Norman’s whistling was his hallmark; those who spent time with him learned to tell his moods by the tune he featured. Yellow Rose of Texas meant that he was in a jolly mood, and nearly every phone call would end with him starting up the whistle before he hung up the receiver. When he was peeved, especially with Mother, the song would be It’s a Sin to Tell a Lie. Music was a big part of his life, although it usually manifested itself in his whistling. He finally took up square dancing in his later years, although Mother claimed he knew only one step, the Harney County Cement Leg Stomp.

Norman was a lifetime member of many organizations, including the American Legion, Veterans of Foreign Wars, Safari Club, Transportation Club, the Elks (Exalted Ruler of his lodge) and the Masons.  He supported wildlife conservation through Ducks Unlimited and the Rocky Mountain Elk Foundation, and returned annually to his beloved Harney County and the Clark  ranch for elk and deer seasons well into his 80s. In his early 80s, he also fulfilled a lifelong dream to go on an African safari with his good friend, Louis, and brought back kudu and impala trophies.

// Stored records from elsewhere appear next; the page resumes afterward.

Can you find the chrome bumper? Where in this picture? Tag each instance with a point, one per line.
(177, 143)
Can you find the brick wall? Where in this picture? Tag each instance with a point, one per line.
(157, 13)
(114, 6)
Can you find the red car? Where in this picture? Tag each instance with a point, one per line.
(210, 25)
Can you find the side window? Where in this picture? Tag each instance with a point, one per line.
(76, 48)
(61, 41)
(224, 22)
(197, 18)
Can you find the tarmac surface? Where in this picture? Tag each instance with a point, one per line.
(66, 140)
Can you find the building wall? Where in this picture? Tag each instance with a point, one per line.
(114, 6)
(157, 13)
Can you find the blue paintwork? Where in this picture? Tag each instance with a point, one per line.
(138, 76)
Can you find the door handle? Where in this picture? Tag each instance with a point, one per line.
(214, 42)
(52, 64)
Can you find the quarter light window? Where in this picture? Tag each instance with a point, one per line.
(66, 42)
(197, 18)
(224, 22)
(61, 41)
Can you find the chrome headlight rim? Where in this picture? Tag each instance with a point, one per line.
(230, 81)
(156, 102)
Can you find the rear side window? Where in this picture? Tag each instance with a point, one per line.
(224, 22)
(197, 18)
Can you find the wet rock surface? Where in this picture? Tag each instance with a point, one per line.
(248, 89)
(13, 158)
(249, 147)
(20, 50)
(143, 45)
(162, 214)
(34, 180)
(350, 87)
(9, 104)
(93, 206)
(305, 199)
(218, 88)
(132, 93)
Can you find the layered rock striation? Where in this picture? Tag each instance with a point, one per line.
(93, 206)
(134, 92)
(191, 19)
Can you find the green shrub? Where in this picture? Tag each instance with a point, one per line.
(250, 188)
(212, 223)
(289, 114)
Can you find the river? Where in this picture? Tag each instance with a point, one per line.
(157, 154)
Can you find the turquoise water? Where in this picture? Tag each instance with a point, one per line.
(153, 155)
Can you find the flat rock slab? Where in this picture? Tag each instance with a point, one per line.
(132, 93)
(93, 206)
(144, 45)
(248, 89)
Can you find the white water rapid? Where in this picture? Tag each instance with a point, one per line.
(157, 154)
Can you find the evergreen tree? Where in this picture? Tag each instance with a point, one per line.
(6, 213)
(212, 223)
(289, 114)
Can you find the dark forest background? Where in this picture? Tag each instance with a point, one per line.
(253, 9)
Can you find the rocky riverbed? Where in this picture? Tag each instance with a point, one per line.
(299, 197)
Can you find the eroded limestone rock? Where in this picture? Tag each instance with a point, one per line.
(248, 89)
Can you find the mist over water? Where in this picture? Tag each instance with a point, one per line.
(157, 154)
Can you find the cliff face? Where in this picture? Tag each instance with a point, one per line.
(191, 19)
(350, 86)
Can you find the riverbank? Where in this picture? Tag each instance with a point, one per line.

He is survived by his daughters, Martha and Kristine McRae; his grandson, Sam McRae-Skinner (Melissa); his granddaughter, Margaret McRae-Skinner; his two sisters-in-law, Ruth (Bud) McRae and Barbara (Milt) McRae; his first cousin, Chet Gardner (Barbara); and two nieces and three nephews.

He was preceded in death by his wife, Selma; his older brother, Forbes William “Bud” or “Mac” McRae II; his younger brother, Milton Alexander “Milt” McRae; a sister who died in infancy; his first cousins, Florence and Mary; and the two best hunting dogs a man could have, his beloved Patches and Dutch.

In lieu of flowers, the family would ask that you donate to Ducks Unlimited, Rocky Mountain Elk Foundation, HonorFlights for WWII vets, The Humane Society, or a charity of your choosing in Norman’s name.